German far-right politician charged over Nazi slogan

German prosecutors charged a prominent member of the far-right Alternative for Germany (AfD) party Monday with using a banned Nazi slogan in an election campaign.

German far-right politician charged over Nazi slogan

Björn Höcke, the party’s regional leader in Thuringia, allegedly used the motto of the Nazi’s Stormtroopers SA paramilitary wing, “Everything for Germany”, the Halle prosecutor’s office said.

Höcke, a former history teacher, uttered the phrase in full knowledge of its “origin and meaning” in front of 250 people at a campaign event in 2021, according to prosecutors.

The AfD won 10 percent of the vote in the general election that year. Höcke is charged with “the public use of a symbol of a former National Socialist organisation”.

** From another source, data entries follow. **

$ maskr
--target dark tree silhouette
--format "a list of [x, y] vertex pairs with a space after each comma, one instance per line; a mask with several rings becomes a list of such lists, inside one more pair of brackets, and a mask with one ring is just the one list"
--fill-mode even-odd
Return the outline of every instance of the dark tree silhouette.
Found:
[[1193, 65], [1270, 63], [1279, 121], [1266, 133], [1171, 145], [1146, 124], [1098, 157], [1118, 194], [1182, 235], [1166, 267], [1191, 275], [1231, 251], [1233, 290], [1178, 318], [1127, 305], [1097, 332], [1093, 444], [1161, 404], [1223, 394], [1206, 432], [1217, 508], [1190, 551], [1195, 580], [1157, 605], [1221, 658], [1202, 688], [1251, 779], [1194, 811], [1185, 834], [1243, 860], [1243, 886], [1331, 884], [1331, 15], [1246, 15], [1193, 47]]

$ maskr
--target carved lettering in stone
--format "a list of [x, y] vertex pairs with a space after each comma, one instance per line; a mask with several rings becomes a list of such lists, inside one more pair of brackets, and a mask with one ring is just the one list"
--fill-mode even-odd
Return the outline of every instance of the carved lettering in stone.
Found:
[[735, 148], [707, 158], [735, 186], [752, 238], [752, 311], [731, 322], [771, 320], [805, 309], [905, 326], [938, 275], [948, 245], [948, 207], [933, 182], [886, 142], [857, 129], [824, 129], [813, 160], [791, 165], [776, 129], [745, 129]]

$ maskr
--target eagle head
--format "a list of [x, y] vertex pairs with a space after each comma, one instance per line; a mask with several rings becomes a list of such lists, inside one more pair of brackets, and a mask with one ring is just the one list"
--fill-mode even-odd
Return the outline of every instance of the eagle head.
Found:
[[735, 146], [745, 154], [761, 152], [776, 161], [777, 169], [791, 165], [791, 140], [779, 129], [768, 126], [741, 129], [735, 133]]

READ ALSO: Far-right AfD at new high as climate issues split Germany

The far-right politician “questioned the criminal relevance of his remark” through his lawyer, prosecutors said.

The AfD is currently level in the polls with Chancellor Olaf Scholz’s Social Democrats as discontent with the government grows.

It tops polls in a number of Germany’s eastern states, including Thuringia, though it trails the conservative opposition CDU-CSU alliance nationally.

In 2015 Höcke founded the “Flügel”, a radical faction within the AfD,which was placed under formal surveillance by Germany’s domestic intelligence agency.

READ ALSO: Germany surveils far-right Flügel as fight against extremism stepped up

The organisation subsequently disbanded but the far-right firebrand, whose statements on Germany’s Nazi past have sparked outrage, remains influential within the party.

Höcke has called Berlin’s Holocaust monument a “memorial of shame” and urged a “180-degree shift” in the country’s culture of remembrance.